One-Size-Fits-All Coaching is a Sales Killer
Many sales managers make the mistake of coaching from a playbook instead of adapting to the individual. They treat all reps the same, expecting them to respond to the same frameworks, processes, and feedback styles. But the truth is, no two reps are wired the same way.
Steve shared an example of two senior salespeople he coached; one needed process and structure to build trust, while the other needed to feel heard first before engaging in strategy. If he had applied the same coaching approach to both, one would have checked out entirely.
Great leaders meet their reps where they are. They adjust their coaching style to fit the person, not the other way around.
Sales Policies Can Backfire—Use Judgment Instead
We’ve all seen it: a rep builds strong rapport with a customer, only to be told the deal must be reassigned because of a territory rule or sales policy. What happens? The customer disengages, the rep gets frustrated, and revenue is lost—all in the name of process compliance.
Eric put it bluntly: “Sales policy is for the weak.” That doesn’t mean there shouldn’t be structure, but it does mean that sales leaders need to apply judgment and flexibility instead of blindly following the rulebook. If a policy is getting in the way of closing deals or serving customers, it’s time to rethink the approach.
Urgency is the Enemy of Good Coaching
One of the hardest things for sales leaders to do is to slow down. The pace of sales creates constant pressure—end-of-quarter deadlines, weekly forecasts, and daily fire drills leave little room for thoughtful coaching. When urgency takes over, coaching becomes a check-the-box activity rather than a meaningful development opportunity.
Steve and Eric emphasized that great coaching isn’t about quantity—it’s about quality. A manager who holds fewer, more intentional one-on-ones focused on skill development, not just deal progression, will have a far more significant impact than one who holds rushed, unfocused sessions. The best leaders take the time to coach properly, even when it feels like there’s no time at all.
Accountability is a Two-Way Street
It’s easy to hold reps accountable for their numbers. It’s harder to hold managers accountable for actually developing their teams. In many sales orgs, managers are so buried in data and forecasting that coaching takes a back seat. But when reps aren’t coached effectively, performance suffers—and the cycle repeats.
CROs must hold their sales managers accountable for coaching consistency just as much as they hold reps accountable for quota. If coaching isn’t happening, it’s not just a frontline issue—it’s a leadership issue. And the fix starts at the top.
Listening and Authenticity Define Great Sales Leaders
At the heart of this entire discussion was a simple but powerful truth: Sales leaders who build trust win. That trust isn’t built through micromanaging, rigid policies, or robotic coaching sessions. It’s built through active listening, authenticity, and a genuine investment in rep success.
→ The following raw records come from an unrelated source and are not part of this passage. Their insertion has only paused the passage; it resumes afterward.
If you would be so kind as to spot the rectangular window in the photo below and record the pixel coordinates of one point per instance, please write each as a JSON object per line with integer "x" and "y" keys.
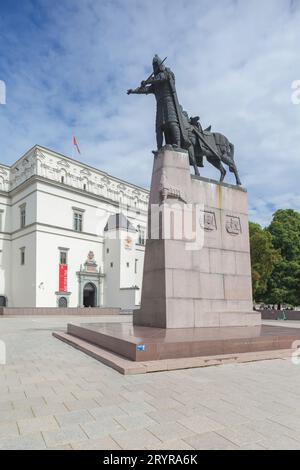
{"x": 22, "y": 255}
{"x": 78, "y": 221}
{"x": 22, "y": 216}
{"x": 141, "y": 240}
{"x": 63, "y": 257}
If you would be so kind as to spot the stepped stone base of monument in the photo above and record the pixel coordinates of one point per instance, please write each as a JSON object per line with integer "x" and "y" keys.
{"x": 53, "y": 311}
{"x": 138, "y": 350}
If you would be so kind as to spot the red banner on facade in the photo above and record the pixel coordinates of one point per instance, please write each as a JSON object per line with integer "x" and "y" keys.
{"x": 63, "y": 278}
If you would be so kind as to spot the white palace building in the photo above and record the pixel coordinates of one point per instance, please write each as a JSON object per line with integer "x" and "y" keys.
{"x": 70, "y": 235}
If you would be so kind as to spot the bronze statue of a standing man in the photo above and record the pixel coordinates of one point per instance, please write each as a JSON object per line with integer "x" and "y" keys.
{"x": 169, "y": 121}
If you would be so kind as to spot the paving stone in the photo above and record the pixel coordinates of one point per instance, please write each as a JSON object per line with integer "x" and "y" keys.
{"x": 200, "y": 424}
{"x": 101, "y": 428}
{"x": 49, "y": 410}
{"x": 30, "y": 442}
{"x": 135, "y": 440}
{"x": 73, "y": 417}
{"x": 165, "y": 416}
{"x": 135, "y": 421}
{"x": 253, "y": 405}
{"x": 170, "y": 431}
{"x": 8, "y": 430}
{"x": 210, "y": 441}
{"x": 241, "y": 435}
{"x": 112, "y": 411}
{"x": 104, "y": 443}
{"x": 67, "y": 435}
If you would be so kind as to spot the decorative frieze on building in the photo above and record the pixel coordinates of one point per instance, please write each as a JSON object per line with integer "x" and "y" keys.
{"x": 55, "y": 167}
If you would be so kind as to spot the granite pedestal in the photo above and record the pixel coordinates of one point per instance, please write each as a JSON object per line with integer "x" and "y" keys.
{"x": 198, "y": 276}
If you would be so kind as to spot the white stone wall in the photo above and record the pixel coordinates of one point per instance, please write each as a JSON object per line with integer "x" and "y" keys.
{"x": 51, "y": 187}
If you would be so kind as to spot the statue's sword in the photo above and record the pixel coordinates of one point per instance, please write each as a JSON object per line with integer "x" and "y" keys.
{"x": 151, "y": 75}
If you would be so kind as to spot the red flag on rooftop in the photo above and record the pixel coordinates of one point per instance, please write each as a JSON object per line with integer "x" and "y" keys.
{"x": 76, "y": 145}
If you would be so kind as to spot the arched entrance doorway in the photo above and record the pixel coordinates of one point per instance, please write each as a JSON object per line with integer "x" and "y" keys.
{"x": 63, "y": 303}
{"x": 90, "y": 295}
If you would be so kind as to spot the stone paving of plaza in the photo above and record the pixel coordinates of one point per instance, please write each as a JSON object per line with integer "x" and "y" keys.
{"x": 53, "y": 396}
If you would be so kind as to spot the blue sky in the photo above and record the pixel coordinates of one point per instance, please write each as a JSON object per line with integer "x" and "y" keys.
{"x": 67, "y": 65}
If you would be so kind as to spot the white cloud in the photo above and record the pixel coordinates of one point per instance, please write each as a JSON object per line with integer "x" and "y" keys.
{"x": 234, "y": 62}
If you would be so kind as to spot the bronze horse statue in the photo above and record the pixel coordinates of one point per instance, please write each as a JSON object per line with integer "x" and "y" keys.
{"x": 214, "y": 146}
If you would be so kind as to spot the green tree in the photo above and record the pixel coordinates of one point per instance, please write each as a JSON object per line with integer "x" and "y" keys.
{"x": 284, "y": 283}
{"x": 264, "y": 258}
As Eric shared, you can always tell when a leader is just repeating what their boss told them to say. The moment a leader stops being themselves, whether it’s due to pressure from above or fear of tough conversations, they lose credibility. The best leaders show up as their true selves, build relationships based on trust, and make coaching a priority, not an afterthought.
Coach Early, Coach Often, and Coach the Right Way
If you’re a CRO looking to build a high-performing sales team, start by fixing the way your organization thinks about coaching. Ditch the outdated PIP mindset. Encourage managers to tailor coaching to individual reps. Allow for flexibility in sales policies where it makes sense. Most importantly, leaders should be held accountable for coaching, not just forecasting.